Ortaçağ ve sonrasındaki toplumlarda değişimler ve gelişmeler sürekli devam etmiştir. Ortaçağa değinilecek olunursa, bu dönemde Roma imparatorluğu ve Bizans imparatorluğu ön planda olmuştur. Türk mutfak kültürü ise çağlardan bu yana pek çok evrelerden geçmiştir. Bu evreler; Orta Asya’dan Selçuklular dönemine, Osmanlı Saray mutfağından Cumhuriyet dönemine kadar geçen evrelerdir (Erginsoy, 1997).

Tarihsel süreç boyunca konar-göçer bir kültüre sahip olan Türkler bu özelliklerinden dolayı birçok toplumla etkileşime girmiş, o toplumları hem etkilemiş hem de etkilenmiştir. Ünlü gezgin İbni Batuta seyahatnamesinde14. yy Orta Asya’da yaşayan Türklerin beslenme alışkanlıkları üzerine notlar tutmuştur. Bu notlar; “Türkler katı yemeklerden ve ekmekten sakınırlar, önce darıdan bir yemek yaparlar, ateş üstüne konulan su kaynayınca bulgur içine atılır hatta varsa et didiklenip ilave edilir ve beraber pişirilir. Yemekten sonra ise kımız adını verdikleri kısrak sütünden yapılan içkiyi içerler” (Gürsoy, 2004).

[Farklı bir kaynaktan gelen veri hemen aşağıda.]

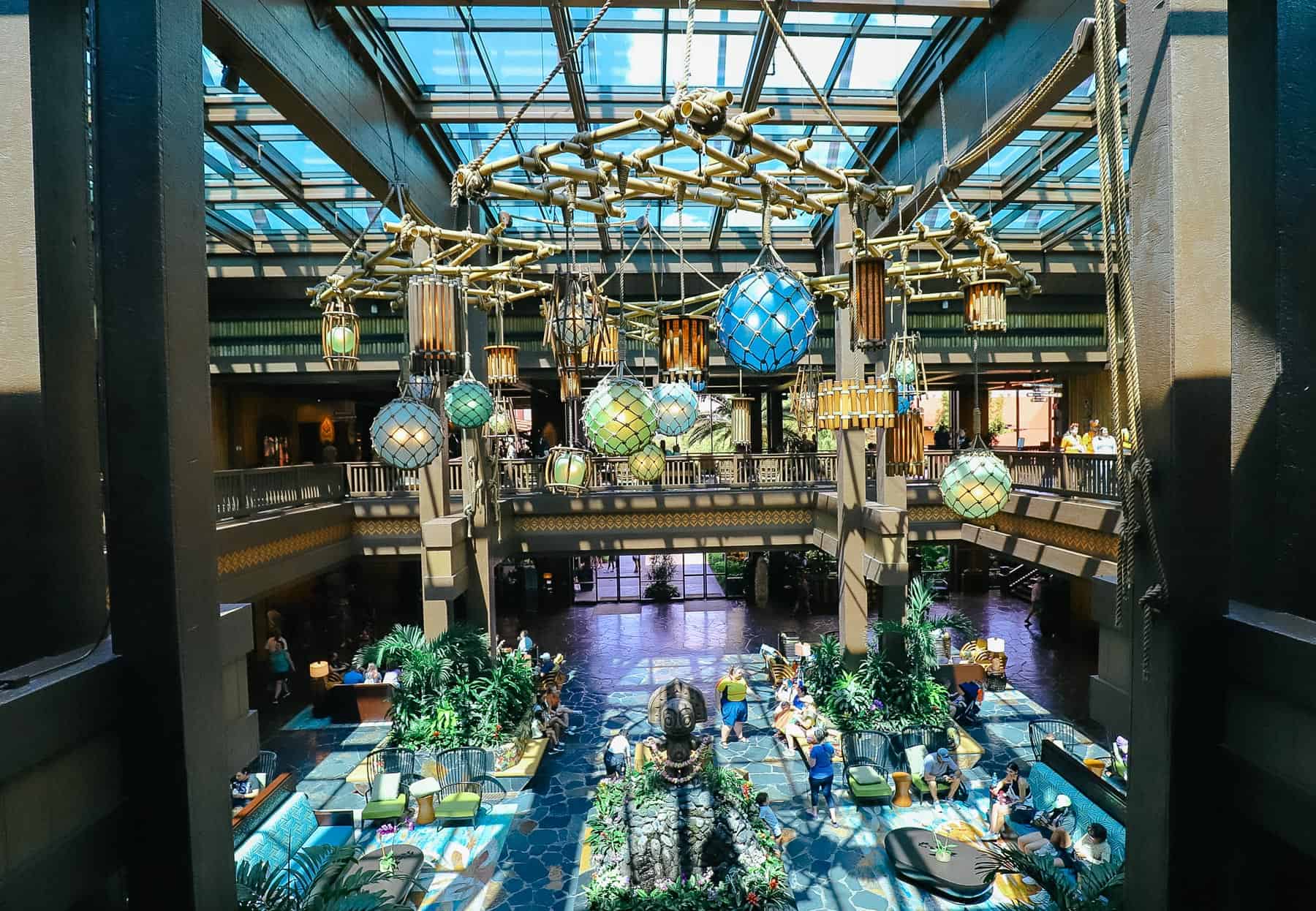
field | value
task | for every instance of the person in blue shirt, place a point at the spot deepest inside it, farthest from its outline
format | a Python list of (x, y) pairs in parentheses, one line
[(822, 773), (769, 817)]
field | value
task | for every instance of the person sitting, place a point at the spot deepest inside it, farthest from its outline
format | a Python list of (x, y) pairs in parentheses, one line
[(243, 786), (355, 676), (1052, 836), (1006, 793), (769, 817), (940, 769)]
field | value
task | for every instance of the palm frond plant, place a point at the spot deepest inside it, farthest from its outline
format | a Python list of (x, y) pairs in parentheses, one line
[(1098, 888), (312, 881)]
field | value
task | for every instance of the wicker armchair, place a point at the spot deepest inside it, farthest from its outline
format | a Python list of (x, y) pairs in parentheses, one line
[(1062, 733), (868, 763)]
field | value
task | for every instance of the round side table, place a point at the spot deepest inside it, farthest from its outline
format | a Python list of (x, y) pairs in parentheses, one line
[(901, 784)]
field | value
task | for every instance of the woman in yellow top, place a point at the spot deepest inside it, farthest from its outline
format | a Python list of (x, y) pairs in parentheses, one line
[(732, 690)]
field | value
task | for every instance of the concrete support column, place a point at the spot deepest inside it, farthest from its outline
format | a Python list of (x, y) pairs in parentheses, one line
[(1179, 131), (159, 511)]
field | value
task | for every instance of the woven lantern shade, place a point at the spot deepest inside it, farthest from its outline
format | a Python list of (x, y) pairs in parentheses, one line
[(340, 335), (432, 317), (648, 464), (407, 434), (677, 409), (566, 470), (619, 415), (500, 363), (975, 483), (985, 306), (869, 300), (682, 348), (741, 409), (574, 315), (766, 319), (904, 445)]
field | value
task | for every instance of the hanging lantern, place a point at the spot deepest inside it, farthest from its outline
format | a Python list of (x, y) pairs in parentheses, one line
[(648, 464), (904, 445), (975, 483), (566, 470), (432, 317), (340, 335), (407, 434), (804, 399), (619, 415), (500, 363), (676, 407), (869, 300), (682, 348), (766, 319), (985, 306), (469, 402), (741, 411), (574, 317)]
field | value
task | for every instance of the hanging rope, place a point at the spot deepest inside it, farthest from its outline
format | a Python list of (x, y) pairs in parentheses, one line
[(1133, 473)]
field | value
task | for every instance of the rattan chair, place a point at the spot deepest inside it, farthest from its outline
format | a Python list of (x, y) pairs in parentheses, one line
[(1062, 733)]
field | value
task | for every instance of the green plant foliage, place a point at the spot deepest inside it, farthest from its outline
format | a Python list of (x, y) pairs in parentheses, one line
[(263, 888)]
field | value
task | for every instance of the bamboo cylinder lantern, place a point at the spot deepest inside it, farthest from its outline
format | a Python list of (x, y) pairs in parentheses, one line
[(869, 300), (985, 306), (432, 315), (904, 445), (741, 411), (340, 335), (682, 348), (500, 363)]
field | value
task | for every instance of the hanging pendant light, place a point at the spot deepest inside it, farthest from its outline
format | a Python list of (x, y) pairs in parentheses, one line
[(676, 407), (869, 300), (340, 335), (766, 317), (619, 415), (985, 306), (432, 314)]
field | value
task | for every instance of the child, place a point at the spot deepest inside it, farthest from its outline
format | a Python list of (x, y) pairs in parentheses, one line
[(769, 817)]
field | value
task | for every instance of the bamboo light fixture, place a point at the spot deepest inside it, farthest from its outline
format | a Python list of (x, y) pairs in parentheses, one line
[(985, 306), (869, 300), (340, 335), (432, 312), (741, 411), (682, 348)]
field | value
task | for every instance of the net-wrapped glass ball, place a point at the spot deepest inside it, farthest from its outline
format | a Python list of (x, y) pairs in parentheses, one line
[(677, 409), (766, 319), (469, 403), (975, 485), (407, 434), (619, 416)]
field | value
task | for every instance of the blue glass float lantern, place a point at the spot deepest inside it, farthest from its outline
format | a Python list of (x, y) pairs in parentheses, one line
[(619, 415), (766, 319), (407, 434), (648, 464), (975, 483), (469, 402), (677, 409)]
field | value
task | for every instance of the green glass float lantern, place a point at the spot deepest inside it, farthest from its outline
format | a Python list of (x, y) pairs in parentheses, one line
[(566, 470), (619, 415), (975, 483), (469, 402), (407, 434), (648, 464), (677, 409)]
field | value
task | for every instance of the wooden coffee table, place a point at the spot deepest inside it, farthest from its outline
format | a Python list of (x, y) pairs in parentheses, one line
[(958, 880)]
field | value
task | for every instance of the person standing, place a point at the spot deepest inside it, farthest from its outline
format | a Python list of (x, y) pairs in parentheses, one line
[(732, 690), (822, 773)]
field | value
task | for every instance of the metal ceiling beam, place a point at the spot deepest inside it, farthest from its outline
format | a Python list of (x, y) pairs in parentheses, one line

Anadolu’ya göç eden Selçuklular ise kendi kültürlerinde zaten göçebe bir hayatı benimsedikleri için bu topraklarda yerleşik düzene geçerek ve daha önceki toplumlarında etkisi altında kalarak tarım faaliyetlerine başlamışlardır. Fakat günümüze ulaşan Selçuklu mutfağı ile ilgili kaynak sayısı oldukça yetersizdir (Şahin, 2008).

Osmanlı mutfağında ise büyük gelişmeler yaşanmıştır.

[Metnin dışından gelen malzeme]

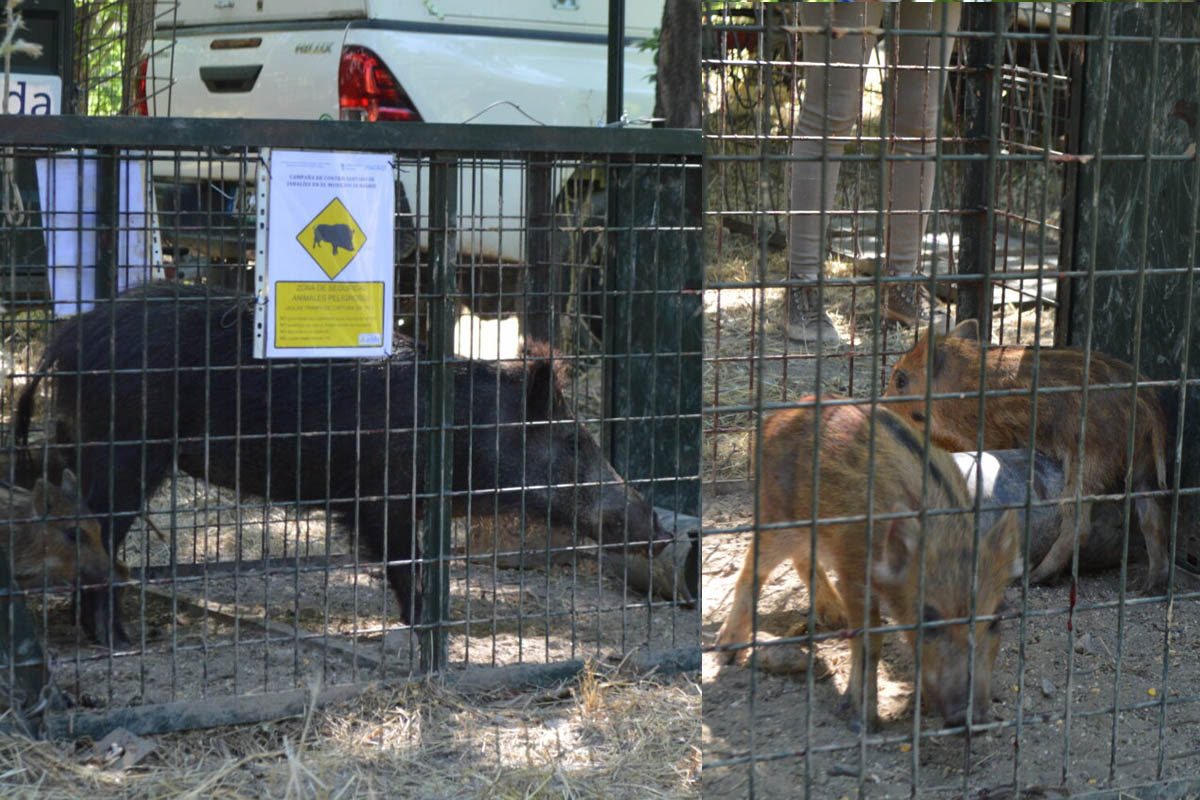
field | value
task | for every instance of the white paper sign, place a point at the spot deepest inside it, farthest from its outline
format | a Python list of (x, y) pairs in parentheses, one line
[(71, 232), (324, 265)]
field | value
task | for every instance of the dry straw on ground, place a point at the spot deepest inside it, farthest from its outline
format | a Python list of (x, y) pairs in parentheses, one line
[(609, 734)]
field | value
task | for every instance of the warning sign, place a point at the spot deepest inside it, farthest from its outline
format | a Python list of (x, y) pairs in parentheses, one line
[(324, 254), (328, 314), (333, 238)]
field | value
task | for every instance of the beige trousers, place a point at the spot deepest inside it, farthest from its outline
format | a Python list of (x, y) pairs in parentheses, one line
[(831, 107)]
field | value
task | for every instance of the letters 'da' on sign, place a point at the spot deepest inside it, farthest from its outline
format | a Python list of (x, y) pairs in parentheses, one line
[(324, 266)]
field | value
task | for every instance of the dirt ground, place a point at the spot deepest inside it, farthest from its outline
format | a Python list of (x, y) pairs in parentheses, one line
[(1060, 733), (613, 733), (766, 715), (220, 635)]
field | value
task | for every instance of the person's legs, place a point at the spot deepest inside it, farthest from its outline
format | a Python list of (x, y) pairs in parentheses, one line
[(915, 125), (829, 108)]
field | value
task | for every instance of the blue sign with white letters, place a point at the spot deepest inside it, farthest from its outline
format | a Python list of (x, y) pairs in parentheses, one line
[(34, 94)]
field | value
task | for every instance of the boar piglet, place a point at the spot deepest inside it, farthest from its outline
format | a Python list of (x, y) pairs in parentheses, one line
[(948, 669), (953, 425), (54, 541)]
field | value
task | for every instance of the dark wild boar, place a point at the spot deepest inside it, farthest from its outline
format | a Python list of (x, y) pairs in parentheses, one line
[(168, 372), (953, 425), (786, 495)]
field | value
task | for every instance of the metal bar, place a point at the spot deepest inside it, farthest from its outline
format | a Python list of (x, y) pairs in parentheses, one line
[(439, 413), (616, 60), (19, 643), (541, 288), (513, 140), (108, 191)]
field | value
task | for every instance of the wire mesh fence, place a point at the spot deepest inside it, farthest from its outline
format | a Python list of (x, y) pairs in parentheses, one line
[(930, 644), (274, 521)]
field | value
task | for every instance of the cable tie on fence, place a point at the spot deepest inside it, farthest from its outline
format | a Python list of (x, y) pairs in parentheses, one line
[(503, 102)]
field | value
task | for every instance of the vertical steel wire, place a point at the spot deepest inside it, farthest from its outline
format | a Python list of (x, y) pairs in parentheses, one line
[(1077, 491)]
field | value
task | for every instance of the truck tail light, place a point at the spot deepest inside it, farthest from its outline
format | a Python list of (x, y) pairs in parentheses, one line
[(369, 91), (141, 108)]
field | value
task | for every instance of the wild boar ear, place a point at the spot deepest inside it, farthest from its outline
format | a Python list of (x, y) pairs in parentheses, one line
[(41, 498), (900, 542), (967, 329), (539, 389), (1005, 543)]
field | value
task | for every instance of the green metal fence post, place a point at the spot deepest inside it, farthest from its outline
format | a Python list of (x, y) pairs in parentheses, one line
[(439, 415), (655, 330)]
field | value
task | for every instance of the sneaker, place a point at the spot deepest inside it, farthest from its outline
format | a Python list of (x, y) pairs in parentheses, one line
[(808, 322), (910, 304)]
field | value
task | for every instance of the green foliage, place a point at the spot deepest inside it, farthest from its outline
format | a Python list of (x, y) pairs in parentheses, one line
[(100, 37)]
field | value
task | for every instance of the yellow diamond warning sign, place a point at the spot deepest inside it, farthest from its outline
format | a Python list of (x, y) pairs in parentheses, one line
[(333, 238)]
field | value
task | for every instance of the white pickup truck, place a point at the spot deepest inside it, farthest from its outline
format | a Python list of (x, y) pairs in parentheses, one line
[(391, 61)]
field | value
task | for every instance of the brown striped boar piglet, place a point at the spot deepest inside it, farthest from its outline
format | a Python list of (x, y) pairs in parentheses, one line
[(53, 539), (786, 497), (953, 425)]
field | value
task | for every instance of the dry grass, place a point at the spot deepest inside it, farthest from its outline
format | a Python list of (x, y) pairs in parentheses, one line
[(610, 734)]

Tarihsel süreç incelendiği zaman, Türk mutfak kültürüne katkı sağlayan 600 yıl varlığını sürdüren Osmanlı döneminde mutfak en gösterişli zamanlarını yaşamıştır. Osmanlı döneminde mutfaklar şehir ve köy mutfağı olmak üzere ikiye ayrılmaktadır. Bu iki mutfağın birleşimi olarak da Saray mutfağı kavramı karşımıza çıkmaktadır (Aktaş ve Özdemir, 2007). 15 yy dan itibaren ise İstanbul’da yaşayan elit kesim tarafından Osmanlı mutfağı yine bir değişime uğramıştır. Bu değişim ise; pişirme yöntemlerinden, yemek çeşitlerine, beslenme alışkanlıklarından sofra adabı ve görgü kurallarına kadar peki çok konuyu içine almaktadır (Yerasimos, 2007).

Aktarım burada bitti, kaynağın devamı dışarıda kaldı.